# **Block 1: Environment Setup and Installation**

In [None]:
!pip install datasets transformers sentence-transformers evaluate nltk rouge-score bert_score huggingface_hub fastapi uvicorn optuna sumy accelerate



In [None]:
!pip install protobuf==3.20.*




 **Citations/References:**


*   Hugging Face Transformers Installation: https://huggingface.co/docs/transformers/installation
*   NLTK Installation Guide: https://www.nltk.org/install.html



# **Block 2: Imports, Configuration, and Global Settings**

In [None]:
import os
import re
import torch
import nltk
import random
import logging
import optuna

from datasets import load_dataset, Dataset, concatenate_datasets
from transformers import (
    AutoTokenizer, AutoModelForSeq2SeqLM, Trainer, TrainingArguments,
    DataCollatorForSeq2Seq, EarlyStoppingCallback, pipeline, BartForConditionalGeneration
)
from sentence_transformers import SentenceTransformer
from sumy.parsers.plaintext import PlaintextParser
from sumy.nlp.tokenizers import Tokenizer
from sumy.summarizers.text_rank import TextRankSummarizer
import evaluate
from fastapi import FastAPI, Request
import uvicorn

# Configure logging
logging.basicConfig(level=logging.INFO)
logger = logging.getLogger(__name__)
nltk.download('punkt', quiet=True)
nltk.download('wordnet', quiet=True)


# Reproducibility
SEED = 42
random.seed(SEED)
torch.manual_seed(SEED)
if torch.cuda.is_available():
    torch.cuda.manual_seed_all(SEED)

# Disable progress bars from Hugging Face Hub to keep output clean
from huggingface_hub.utils import disable_progress_bars
disable_progress_bars()

**Citations/References**:


*   NLTK Documentation: https://www.nltk.org/
*   Hugging Face Datasets & Transformers Docs: https://huggingface.co/docs/



# **Block 3: Enhanced Data Preparation with Dataset Prefixes**

In [None]:
def load_summarization_datasets():
    """Load datasets and quickly sample a subset from the train split for testing"""
    datasets_dict = {
        "cnn": load_dataset("cnn_dailymail", "3.0.0")["train"].select(range(500)),
        "xsum": load_dataset("xsum", trust_remote_code=True)["train"].select(range(500)),
        "multi_news": load_dataset("multi_news", trust_remote_code=True)["train"].select(range(500)),
        "gigaword": load_dataset("gigaword", trust_remote_code=True)["train"].select(range(500))
    }
    return datasets_dict

def preprocess_example(example, dataset_name):
    """Add dataset-specific prefixes and clean text"""
    prefixes = {
        "cnn": "[CNN] ",
        "xsum": "[XSum] ",
        "multi_news": "[MultiNews] ",
        "gigaword": "[Gigaword] "
    }

    text = example.get("article") or example.get("document") or ""
    summary = example.get("highlights") or example.get("summary") or ""
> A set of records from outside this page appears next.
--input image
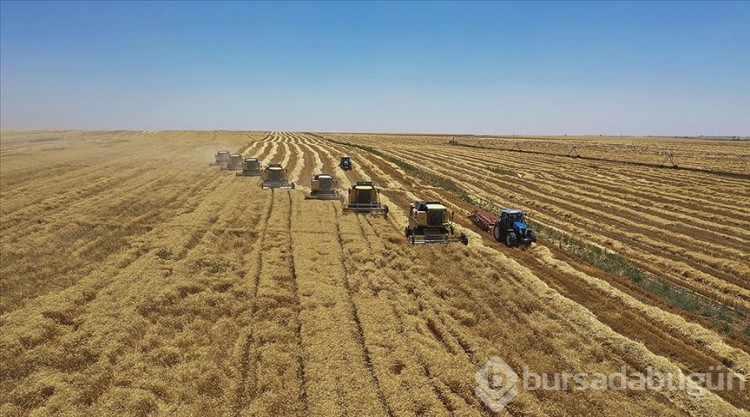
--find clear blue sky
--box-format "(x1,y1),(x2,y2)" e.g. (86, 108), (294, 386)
(0, 1), (750, 135)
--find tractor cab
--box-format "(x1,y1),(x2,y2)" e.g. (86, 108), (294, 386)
(344, 181), (388, 216)
(237, 158), (268, 177)
(305, 174), (344, 201)
(222, 153), (243, 171)
(260, 164), (294, 189)
(339, 155), (352, 171)
(209, 150), (230, 167)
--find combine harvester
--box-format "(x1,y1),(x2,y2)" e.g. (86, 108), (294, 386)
(404, 201), (469, 245)
(469, 209), (536, 248)
(237, 158), (261, 177)
(208, 150), (229, 167)
(344, 181), (388, 217)
(260, 164), (294, 189)
(221, 153), (242, 171)
(305, 174), (344, 202)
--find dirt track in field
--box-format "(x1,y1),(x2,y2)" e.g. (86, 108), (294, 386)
(0, 131), (750, 416)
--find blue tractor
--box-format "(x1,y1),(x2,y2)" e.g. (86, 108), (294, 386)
(492, 209), (536, 247)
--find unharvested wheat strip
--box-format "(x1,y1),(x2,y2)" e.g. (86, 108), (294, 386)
(289, 142), (307, 183)
(0, 186), (264, 413)
(300, 142), (327, 175)
(230, 189), (275, 415)
(295, 144), (322, 192)
(2, 154), (153, 217)
(339, 216), (456, 415)
(280, 136), (296, 170)
(0, 132), (270, 414)
(241, 190), (306, 415)
(352, 224), (488, 414)
(2, 166), (220, 312)
(292, 196), (384, 415)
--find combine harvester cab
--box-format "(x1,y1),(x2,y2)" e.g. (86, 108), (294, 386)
(260, 164), (294, 189)
(404, 201), (469, 245)
(208, 150), (229, 167)
(471, 209), (536, 248)
(344, 181), (388, 217)
(339, 155), (352, 171)
(305, 174), (344, 202)
(237, 158), (268, 177)
(221, 153), (242, 171)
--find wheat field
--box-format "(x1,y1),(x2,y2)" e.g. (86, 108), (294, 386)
(0, 131), (750, 416)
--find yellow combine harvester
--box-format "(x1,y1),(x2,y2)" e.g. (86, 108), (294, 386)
(305, 174), (344, 201)
(237, 158), (261, 177)
(209, 150), (229, 167)
(260, 164), (294, 189)
(404, 201), (469, 245)
(344, 181), (388, 217)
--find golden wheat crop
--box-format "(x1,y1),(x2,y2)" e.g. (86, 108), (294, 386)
(0, 131), (750, 416)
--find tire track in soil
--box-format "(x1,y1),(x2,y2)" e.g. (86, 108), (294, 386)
(287, 192), (310, 415)
(331, 202), (394, 417)
(233, 189), (275, 417)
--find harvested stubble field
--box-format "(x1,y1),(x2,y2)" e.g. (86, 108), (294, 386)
(0, 131), (750, 416)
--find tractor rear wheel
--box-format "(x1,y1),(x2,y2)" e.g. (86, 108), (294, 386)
(505, 232), (518, 248)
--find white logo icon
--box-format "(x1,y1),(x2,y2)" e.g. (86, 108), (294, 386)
(474, 356), (520, 412)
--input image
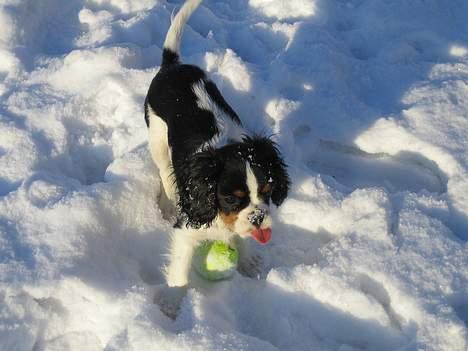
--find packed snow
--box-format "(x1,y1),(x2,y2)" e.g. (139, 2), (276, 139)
(0, 0), (468, 351)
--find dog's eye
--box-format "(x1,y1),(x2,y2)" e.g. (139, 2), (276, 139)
(224, 195), (237, 205)
(260, 183), (271, 195)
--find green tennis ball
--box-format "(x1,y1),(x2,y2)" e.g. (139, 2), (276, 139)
(192, 240), (239, 281)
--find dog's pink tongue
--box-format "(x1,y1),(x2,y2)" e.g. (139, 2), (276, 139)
(252, 228), (271, 245)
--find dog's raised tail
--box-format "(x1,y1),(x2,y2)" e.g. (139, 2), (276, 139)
(162, 0), (202, 66)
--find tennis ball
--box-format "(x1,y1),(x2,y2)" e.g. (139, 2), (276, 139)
(192, 240), (239, 281)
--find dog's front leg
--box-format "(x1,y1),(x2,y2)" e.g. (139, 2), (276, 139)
(155, 229), (195, 319)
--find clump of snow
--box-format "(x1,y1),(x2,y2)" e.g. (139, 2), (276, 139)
(249, 0), (317, 20)
(205, 49), (251, 92)
(0, 0), (468, 351)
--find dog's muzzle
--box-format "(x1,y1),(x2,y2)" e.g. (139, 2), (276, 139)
(247, 207), (267, 228)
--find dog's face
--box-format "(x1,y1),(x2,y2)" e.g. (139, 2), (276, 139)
(179, 137), (290, 244)
(217, 159), (273, 244)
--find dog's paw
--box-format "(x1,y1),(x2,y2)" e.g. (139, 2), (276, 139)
(237, 255), (263, 279)
(154, 285), (187, 320)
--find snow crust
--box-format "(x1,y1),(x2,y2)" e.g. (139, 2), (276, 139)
(0, 0), (468, 351)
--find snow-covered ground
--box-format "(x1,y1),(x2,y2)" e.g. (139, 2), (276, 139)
(0, 0), (468, 351)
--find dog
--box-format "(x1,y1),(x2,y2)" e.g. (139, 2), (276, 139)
(145, 0), (290, 316)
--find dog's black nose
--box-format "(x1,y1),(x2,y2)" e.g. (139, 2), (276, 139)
(247, 208), (265, 227)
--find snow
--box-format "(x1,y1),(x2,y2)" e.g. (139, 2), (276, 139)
(0, 0), (468, 351)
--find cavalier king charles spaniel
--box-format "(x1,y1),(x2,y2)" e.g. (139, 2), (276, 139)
(145, 0), (290, 318)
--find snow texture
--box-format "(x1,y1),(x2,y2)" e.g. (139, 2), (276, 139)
(0, 0), (468, 351)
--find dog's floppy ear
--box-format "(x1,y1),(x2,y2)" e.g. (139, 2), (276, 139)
(244, 136), (291, 206)
(178, 149), (222, 228)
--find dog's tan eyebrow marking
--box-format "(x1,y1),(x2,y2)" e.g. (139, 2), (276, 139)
(260, 184), (271, 194)
(233, 190), (247, 197)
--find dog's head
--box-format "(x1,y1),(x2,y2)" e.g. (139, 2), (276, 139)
(178, 137), (290, 243)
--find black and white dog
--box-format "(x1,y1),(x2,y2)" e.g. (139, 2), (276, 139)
(145, 0), (290, 302)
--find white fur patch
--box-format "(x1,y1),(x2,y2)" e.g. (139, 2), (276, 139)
(192, 80), (246, 150)
(246, 163), (261, 205)
(164, 0), (202, 54)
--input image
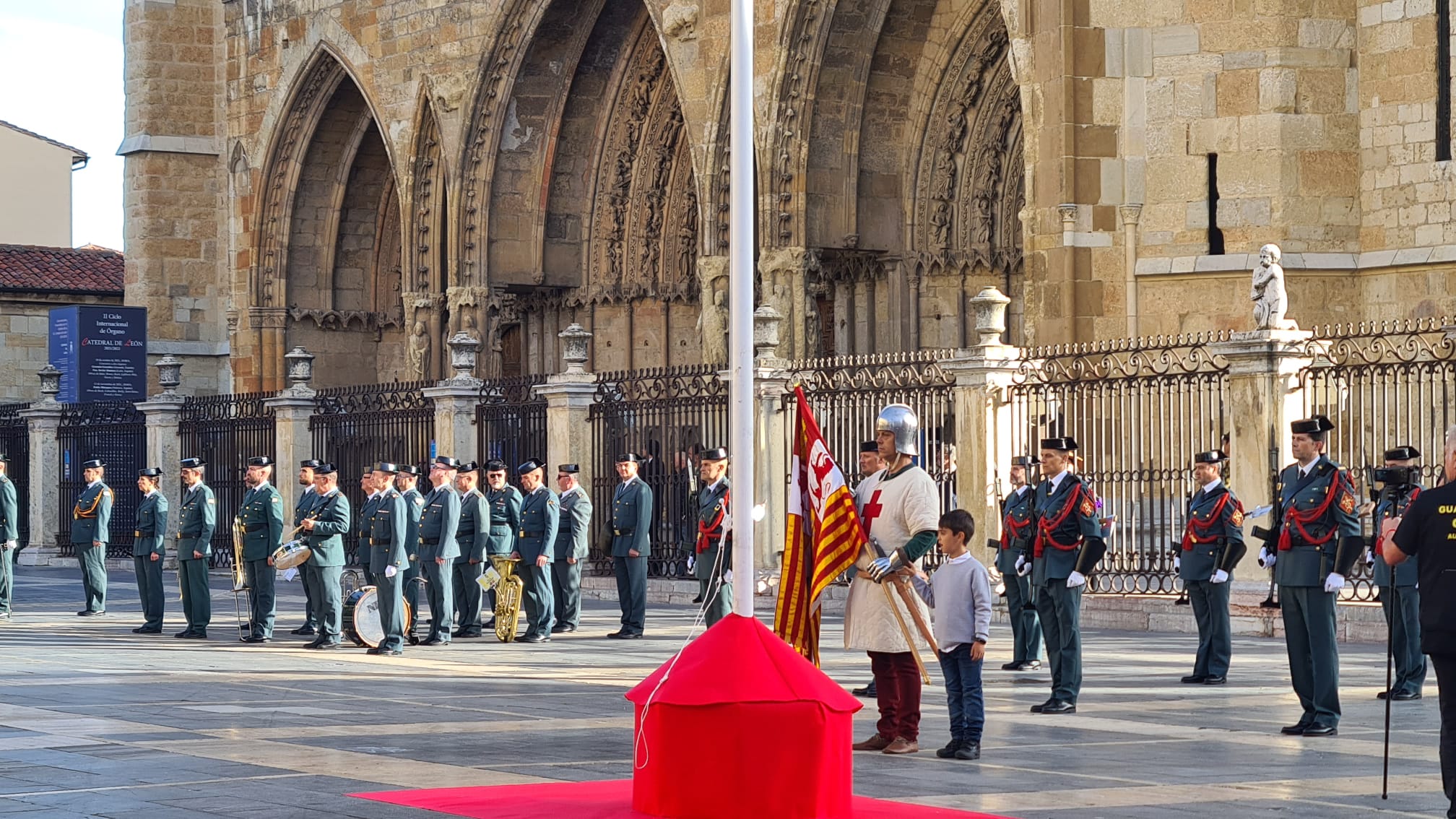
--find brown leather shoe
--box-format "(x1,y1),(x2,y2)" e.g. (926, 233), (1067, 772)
(850, 733), (890, 750)
(881, 736), (920, 753)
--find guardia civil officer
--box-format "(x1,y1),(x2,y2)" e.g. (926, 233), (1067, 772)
(238, 455), (284, 643)
(1178, 448), (1245, 685)
(367, 462), (411, 657)
(418, 455), (460, 646)
(607, 452), (652, 640)
(451, 461), (489, 637)
(394, 464), (425, 646)
(511, 459), (560, 643)
(131, 467), (168, 634)
(1260, 415), (1364, 736)
(483, 458), (521, 631)
(173, 458), (217, 640)
(303, 464), (350, 650)
(72, 459), (112, 617)
(693, 447), (732, 628)
(292, 458), (321, 637)
(1016, 437), (1106, 714)
(0, 455), (20, 620)
(1367, 446), (1426, 703)
(996, 455), (1041, 672)
(1382, 425), (1456, 819)
(550, 464), (591, 634)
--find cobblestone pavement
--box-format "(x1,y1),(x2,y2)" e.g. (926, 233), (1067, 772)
(0, 567), (1444, 819)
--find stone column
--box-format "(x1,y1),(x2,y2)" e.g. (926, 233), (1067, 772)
(424, 331), (485, 461)
(1208, 329), (1313, 533)
(19, 364), (70, 566)
(942, 287), (1023, 566)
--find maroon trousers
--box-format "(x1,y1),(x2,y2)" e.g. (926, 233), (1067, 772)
(870, 651), (920, 742)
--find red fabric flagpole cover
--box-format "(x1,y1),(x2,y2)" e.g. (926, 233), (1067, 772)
(626, 613), (862, 819)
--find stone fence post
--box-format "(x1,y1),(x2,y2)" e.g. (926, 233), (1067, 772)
(424, 329), (485, 461)
(19, 364), (61, 566)
(942, 287), (1034, 566)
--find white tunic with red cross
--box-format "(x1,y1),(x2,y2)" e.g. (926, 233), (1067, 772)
(844, 467), (940, 653)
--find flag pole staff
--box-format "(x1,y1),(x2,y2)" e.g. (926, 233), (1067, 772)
(728, 0), (758, 617)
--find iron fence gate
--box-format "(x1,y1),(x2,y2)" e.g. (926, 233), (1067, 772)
(0, 404), (30, 547)
(996, 334), (1229, 594)
(1299, 319), (1456, 600)
(775, 350), (957, 574)
(586, 364), (728, 577)
(308, 382), (436, 566)
(57, 401), (147, 558)
(180, 392), (277, 568)
(474, 375), (556, 487)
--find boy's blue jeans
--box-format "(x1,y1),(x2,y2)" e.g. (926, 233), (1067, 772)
(936, 643), (986, 743)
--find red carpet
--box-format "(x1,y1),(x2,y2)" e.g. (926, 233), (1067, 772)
(350, 780), (1006, 819)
    text = f"{prefixes[dataset_name]}{' '.join(text.split())}"
    summary = ' '.join(summary.split())

    return {"text": text, "summary": summary}

def prepare_datasets(dataset_dict):
    """Prepare datasets with an 80-10-10 split and preprocess all splits."""
    processed = {}
    for name, ds in dataset_dict.items():
        full_ds = ds.train_test_split(test_size=0.2, seed=SEED)
        test_valid = full_ds["test"].train_test_split(test_size=0.5, seed=SEED)
        processed[name] = {
            "train": full_ds["train"].map(lambda x: preprocess_example(x, name)),
            "val": test_valid["test"].map(lambda x: preprocess_example(x, name)),
            "test": test_valid["train"].map(lambda x: preprocess_example(x, name))
        }
    return processed

**Citation/References:**


*   Hugging Face Datasets Documentation: https://huggingface.co/docs/datasets/
*   CNN/DailyMail Dataset Paper: https://arxiv.org/abs/1506.03340




# **Block 4: Model & Tokenizer Initialization with BART-large**

In [None]:
MODEL_NAME = "facebook/bart-large-cnn"
tokenizer = AutoTokenizer.from_pretrained(MODEL_NAME)
model = BartForConditionalGeneration.from_pretrained(MODEL_NAME)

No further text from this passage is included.